A lot of us understand food deserts to be in inner cities, but they’re also in underprivileged rural areas. Your development plan with the aquaponic farms seems to recognize this—you’re building some of these facilities in exurban areas well outside of Pittsburgh and Chicago and Minneapolis.
The American way is to colorize anything that we are struggling with. There’s a great book, The Sum of Us by Heather McGhee, and she talks about how Americans are hurting themselves because they have a tendency to colorize everything. That’s a Black guy problem, that’s an immigrant problem, that’s a whatever. No, it’s an American problem.
America’s also learning the importance of immigrants—they take chances on things that other Americans don’t. By and large, when you go through the American educational system, they don’t train you to be an entrepreneur; they train you to go work for X, Y, Z major corporation. And immigrants come here and go, “Boy, I was so accustomed to this thing from my home country, and they don’t have it here, so I’m going to go start this.”
Does the food industry do anything well?
They say that there are 10 major corporations that run the world’s food system, and one of them is here. You’ve got Cargill here, they’re a big player. I’m not taking a shot at them; I’m just saying that the food system is in a very small number of hands—and they don’t reach everybody, and they don’t particularly care about everybody.
I’m one of these people who believes that your anger doesn’t count for shit—that just sitting around and being cynical doesn’t count for anything. I’m action-oriented, so unless you’re willing to do the action, it’s not worth the quibble. And then I traveled around the world, too. I went to South of France with my girlfriend, and we spent seven days there. And I had a chance to be in the Cahors area, if you know that part of France. And I just saw that local connection to food in a really different way and how even on their menus that they will talk about how it came from this farm.
Then I’ve read Alice Waters’s stuff and others’, so there are these connections.
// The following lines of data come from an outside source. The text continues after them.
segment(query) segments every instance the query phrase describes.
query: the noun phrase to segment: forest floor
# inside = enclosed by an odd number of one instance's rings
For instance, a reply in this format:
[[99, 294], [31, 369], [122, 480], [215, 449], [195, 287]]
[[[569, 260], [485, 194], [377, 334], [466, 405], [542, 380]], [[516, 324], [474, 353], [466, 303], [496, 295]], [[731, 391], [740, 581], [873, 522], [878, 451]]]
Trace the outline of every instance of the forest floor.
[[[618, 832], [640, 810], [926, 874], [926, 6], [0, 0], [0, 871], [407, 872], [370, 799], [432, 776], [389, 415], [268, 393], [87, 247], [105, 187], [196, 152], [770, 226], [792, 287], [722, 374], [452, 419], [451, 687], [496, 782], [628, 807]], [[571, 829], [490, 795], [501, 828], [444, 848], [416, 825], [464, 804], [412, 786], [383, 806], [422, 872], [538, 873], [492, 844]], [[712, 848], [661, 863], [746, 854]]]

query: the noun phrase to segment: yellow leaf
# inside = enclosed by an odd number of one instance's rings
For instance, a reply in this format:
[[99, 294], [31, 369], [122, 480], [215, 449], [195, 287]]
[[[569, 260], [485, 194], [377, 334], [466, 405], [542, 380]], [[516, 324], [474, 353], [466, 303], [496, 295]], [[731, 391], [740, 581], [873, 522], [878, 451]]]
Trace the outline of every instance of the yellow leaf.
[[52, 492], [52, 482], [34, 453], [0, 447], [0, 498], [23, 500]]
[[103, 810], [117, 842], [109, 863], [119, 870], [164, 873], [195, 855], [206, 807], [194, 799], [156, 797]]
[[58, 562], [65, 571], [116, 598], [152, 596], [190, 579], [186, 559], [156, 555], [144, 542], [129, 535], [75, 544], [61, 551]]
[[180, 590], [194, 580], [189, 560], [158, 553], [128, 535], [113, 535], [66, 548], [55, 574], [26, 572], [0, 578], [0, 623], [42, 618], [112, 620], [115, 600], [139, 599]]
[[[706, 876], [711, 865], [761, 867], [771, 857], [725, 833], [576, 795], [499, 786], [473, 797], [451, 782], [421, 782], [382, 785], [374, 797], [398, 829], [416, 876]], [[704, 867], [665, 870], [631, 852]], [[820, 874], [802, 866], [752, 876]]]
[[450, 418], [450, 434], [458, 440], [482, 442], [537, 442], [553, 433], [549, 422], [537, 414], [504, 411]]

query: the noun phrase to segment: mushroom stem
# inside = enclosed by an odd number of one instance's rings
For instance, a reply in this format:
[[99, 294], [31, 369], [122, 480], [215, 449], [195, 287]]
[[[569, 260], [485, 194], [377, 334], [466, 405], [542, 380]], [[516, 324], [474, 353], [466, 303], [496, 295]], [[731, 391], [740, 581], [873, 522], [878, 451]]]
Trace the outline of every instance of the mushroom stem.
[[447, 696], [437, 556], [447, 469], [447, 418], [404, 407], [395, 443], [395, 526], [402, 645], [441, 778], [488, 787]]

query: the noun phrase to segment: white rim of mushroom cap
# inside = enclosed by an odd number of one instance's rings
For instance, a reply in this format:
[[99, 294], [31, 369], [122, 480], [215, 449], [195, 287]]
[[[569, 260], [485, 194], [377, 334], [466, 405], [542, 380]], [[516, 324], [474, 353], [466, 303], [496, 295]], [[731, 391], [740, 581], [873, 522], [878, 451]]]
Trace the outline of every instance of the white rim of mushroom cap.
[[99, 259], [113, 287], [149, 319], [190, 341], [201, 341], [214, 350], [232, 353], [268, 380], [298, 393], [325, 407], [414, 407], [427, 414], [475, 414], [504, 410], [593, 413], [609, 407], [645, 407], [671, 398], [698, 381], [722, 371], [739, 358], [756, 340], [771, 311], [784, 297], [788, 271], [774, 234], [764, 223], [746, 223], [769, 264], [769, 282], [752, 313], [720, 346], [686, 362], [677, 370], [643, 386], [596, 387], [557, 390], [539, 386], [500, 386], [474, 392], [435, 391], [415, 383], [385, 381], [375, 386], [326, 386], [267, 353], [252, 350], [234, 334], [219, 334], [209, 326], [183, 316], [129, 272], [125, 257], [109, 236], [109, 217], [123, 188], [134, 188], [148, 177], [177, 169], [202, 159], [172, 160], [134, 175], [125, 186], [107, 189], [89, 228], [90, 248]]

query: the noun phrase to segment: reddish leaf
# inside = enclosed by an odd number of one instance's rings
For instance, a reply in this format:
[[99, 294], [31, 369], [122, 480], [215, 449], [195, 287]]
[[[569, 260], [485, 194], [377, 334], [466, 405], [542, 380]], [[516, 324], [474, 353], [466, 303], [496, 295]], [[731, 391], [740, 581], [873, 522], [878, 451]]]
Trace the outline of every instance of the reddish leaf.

And I also found out that the food that was being produced was just better. Even with limited space, it was better.
In your TED Talk, you said there were 95 million people not participating in the labor force, and that was in 2019. And you argue that the food industry is such a massive employer that it can take up some of that slack.
We’re actually going through a really interesting point in our society right now. The jobs are out there, right? The food industry was overdue for some price adjustments, but I contend that the way we treat people is a very militaristic way of employment. I believe that business owners should charm the people that work for them.
What else can the food industry do to be part of the solution?
We’ve got a whole lot more junk food that people are eating. So, if we got people to eat better, fresher things, their health would improve, our hospital bills would go down, and we would need more people to help provide some of that good food. The food industry can help directly improve our overall quality of life. So there’s all this room for us to do a lot more exciting things with food. There are over 200,000 edible plants that, as humans, we can eat. Predominantly, in America, we’re eating a hundred of them. Plants form about 80 percent of where we get the solutions for medicines. So, when you would hear all the stories about “Don’t cut down the Amazon; there may be something there that we need as a cancer solution”—in aquaponics, we have a tool where you can actually grow some of those plants. So, there’s a lot more room for what we could do on both the taste and the nutraceutical sides of things.